Just before Christmas, my family, back in the UK, sent us a lovely festive flower arrangement. It was quite a surprise, and I photographed it, in order to let them know just how it looked, and how pretty it was. Other friends suggested that it might make a nice artwork; I rather put it on the back burner but a few days ago I thought I’d give it a go-especially since I’ve only just had to throw away the original. It lasted over 3 weeks, pretty good going! Also, as per my ‘next season’s Christmas cards’ venture, this might also work out for one of those!
So, this was the original basket, very nice. Carnations, roses, alstroemeria, little white flowers and candy canes, with a big red bow. Rather than do the whole basket, I thought I’d focus in on just one section, the right-hand section as you look at this photo. A zoomed-in shot gives the basic idea.
Lots to go at, there, and a chance to use those red and pink pencils! I decided on coloured pencil, for the vibrancy, and the Strathmore Bristol vellum paper. I decided also to ,pull, the bow further into the picture, as I liked the way it balanced out the candy cane at the opposite diagonal, whilst the flowers, themselves, have a nice diagonal line upwards towards the rose. I left out the small white flowers above the rose, as I wanted this one to be the focal point of the art. I didn’t realise that there was a stray alstroemeria petal lying on the rose, until I came to draw it. I didn’t want to include that so I had to make up the rose structure where the petal was hiding it. I think it looks ok, though.

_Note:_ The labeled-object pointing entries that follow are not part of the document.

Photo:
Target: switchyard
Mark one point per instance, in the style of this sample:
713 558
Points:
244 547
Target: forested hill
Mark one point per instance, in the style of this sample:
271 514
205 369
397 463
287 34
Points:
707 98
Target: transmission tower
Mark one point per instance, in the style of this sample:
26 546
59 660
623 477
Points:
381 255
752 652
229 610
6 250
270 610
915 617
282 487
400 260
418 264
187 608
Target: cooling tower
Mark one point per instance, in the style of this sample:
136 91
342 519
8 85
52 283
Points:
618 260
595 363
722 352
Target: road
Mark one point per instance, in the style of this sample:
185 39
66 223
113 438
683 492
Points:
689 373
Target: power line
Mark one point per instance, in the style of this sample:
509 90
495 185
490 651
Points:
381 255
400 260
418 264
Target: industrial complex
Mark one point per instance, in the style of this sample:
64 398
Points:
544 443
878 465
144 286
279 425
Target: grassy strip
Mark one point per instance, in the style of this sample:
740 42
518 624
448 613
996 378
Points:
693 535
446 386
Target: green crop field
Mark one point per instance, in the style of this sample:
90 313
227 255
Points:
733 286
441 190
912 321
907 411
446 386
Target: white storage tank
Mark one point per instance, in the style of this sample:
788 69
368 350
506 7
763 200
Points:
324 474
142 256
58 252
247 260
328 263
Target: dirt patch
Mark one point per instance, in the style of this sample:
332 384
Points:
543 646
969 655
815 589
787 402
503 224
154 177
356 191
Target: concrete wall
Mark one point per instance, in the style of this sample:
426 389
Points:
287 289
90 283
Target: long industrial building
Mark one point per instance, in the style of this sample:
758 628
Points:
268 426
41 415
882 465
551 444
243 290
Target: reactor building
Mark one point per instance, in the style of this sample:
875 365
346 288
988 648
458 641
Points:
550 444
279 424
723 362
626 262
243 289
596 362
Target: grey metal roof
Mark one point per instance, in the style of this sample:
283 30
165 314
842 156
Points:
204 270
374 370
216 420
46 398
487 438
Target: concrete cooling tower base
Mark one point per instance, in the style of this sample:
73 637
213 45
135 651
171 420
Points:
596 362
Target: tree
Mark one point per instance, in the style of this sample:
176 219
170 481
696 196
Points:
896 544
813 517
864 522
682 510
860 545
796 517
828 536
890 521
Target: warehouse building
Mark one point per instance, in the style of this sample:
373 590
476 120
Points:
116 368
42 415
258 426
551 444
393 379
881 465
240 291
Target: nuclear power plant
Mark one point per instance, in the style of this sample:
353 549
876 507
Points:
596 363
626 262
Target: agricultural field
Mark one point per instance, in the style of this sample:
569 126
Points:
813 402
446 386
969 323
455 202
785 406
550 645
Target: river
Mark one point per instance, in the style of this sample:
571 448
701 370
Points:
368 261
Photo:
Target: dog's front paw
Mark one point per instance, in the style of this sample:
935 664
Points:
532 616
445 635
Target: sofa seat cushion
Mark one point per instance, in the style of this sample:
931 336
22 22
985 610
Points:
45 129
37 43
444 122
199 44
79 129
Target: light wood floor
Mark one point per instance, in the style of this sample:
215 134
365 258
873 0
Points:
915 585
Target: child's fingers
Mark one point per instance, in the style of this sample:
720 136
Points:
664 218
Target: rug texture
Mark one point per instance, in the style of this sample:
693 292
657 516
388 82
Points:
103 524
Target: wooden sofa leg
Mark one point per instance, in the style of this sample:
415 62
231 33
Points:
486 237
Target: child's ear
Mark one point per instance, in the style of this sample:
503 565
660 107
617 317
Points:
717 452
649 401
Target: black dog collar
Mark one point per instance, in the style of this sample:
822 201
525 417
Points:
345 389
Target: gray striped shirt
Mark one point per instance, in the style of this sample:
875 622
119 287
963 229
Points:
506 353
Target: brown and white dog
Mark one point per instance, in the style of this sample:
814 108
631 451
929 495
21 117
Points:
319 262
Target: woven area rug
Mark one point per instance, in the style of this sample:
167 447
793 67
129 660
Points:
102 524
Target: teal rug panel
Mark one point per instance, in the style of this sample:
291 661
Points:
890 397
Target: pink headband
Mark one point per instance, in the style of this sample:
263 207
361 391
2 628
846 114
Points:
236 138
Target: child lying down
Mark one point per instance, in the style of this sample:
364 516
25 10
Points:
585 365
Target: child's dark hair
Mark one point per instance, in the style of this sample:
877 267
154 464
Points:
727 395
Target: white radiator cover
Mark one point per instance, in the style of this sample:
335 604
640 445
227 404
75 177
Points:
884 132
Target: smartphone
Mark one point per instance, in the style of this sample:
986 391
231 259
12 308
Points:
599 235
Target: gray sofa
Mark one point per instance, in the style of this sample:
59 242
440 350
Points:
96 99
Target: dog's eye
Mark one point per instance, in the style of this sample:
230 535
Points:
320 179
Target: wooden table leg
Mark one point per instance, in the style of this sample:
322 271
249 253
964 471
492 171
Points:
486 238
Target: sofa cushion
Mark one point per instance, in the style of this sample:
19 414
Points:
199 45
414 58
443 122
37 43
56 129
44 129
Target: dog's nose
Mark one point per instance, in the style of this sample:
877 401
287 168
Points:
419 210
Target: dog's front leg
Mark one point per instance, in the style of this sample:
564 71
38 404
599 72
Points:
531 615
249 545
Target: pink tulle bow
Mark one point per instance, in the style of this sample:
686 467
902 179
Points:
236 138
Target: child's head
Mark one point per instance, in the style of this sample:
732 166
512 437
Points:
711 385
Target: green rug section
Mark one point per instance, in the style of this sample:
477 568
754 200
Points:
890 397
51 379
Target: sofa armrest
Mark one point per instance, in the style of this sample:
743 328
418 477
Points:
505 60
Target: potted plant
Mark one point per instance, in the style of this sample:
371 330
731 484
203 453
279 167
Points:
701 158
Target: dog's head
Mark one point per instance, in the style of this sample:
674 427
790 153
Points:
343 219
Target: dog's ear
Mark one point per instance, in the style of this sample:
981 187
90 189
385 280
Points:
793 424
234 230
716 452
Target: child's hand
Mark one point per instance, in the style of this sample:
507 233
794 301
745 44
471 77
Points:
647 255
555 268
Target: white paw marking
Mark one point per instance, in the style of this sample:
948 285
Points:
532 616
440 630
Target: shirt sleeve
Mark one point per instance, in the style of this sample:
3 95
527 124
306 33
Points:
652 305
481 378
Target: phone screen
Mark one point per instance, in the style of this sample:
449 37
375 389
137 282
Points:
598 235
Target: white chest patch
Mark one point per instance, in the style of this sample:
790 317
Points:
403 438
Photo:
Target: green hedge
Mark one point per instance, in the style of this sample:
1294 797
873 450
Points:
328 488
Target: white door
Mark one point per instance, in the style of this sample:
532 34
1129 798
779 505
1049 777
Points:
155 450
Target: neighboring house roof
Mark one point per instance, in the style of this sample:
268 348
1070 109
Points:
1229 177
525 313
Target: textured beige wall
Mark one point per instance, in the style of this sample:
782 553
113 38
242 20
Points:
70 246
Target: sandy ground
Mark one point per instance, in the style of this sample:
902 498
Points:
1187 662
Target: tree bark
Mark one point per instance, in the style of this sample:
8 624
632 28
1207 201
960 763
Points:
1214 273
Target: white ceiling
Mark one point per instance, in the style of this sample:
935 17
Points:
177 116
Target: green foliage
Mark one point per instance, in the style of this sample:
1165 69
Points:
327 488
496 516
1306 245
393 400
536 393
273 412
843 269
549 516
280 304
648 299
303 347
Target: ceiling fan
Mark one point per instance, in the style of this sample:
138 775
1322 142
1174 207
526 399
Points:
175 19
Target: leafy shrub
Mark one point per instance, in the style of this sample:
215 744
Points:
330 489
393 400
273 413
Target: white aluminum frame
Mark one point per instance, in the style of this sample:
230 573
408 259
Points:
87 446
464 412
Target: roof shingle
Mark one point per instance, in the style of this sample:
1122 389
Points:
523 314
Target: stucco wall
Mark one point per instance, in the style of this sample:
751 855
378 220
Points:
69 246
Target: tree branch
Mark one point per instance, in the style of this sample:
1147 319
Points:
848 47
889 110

I was lucky that much of the foliage was made up of pine fronds, because these were relatively quick to do. Pencils were predominately Pablos (especially for the greens) and Polychromos (especially the reds). I recently obtained a ‘how to’ book (Botanical Portraits in Colored Pencil by Ann Swan), as I’m interested in getting better at these (although I’m really bad at doing exercises-I like to do new stuff!), and the author makes the same point about Polychromos, as to the greens being limited. She suggests using only 6, and includes none of the ones labelled with ‘plant-ey’ names, i.e. May Green, Earth Green Yellowish, Earth Green, Olive Green Yellowish, Chrome Green Opaque, Chrome Green Oxide. When I looked at my set, these are the ones I tend to use too. She does not appear to have heard of Pablos, so doesn’t recommend any of those (I like the wide range of olive tones in this set) but recommends some Prismacolors. Now, I tend to shy away from the Prismas, although I do have a set of 80, because they can be iffy in regard to lightfastness (they don’t publish their lightfastness ratings, which I think is quite poor), and I’m not that keen on the feel, they are very waxy. But maybe I should give them another go? She points out that Prismacolors are quite rich in darker purples, plums and reds, and these are admittedly lacking in both of my main sets (but the Prismas I have are also missing most of her suggested colours). Armed with this thought, when I was in Michael’s during a recent Halifax trip, I took a look at their open-stock Prismas. There was only one of her suggested reds, Black Grape, in stock so I bought that and thought it might do for deeper shadows on the flowers. It is a very nice deep purple, and proved very useful for shadowed areas on the roses, in particular.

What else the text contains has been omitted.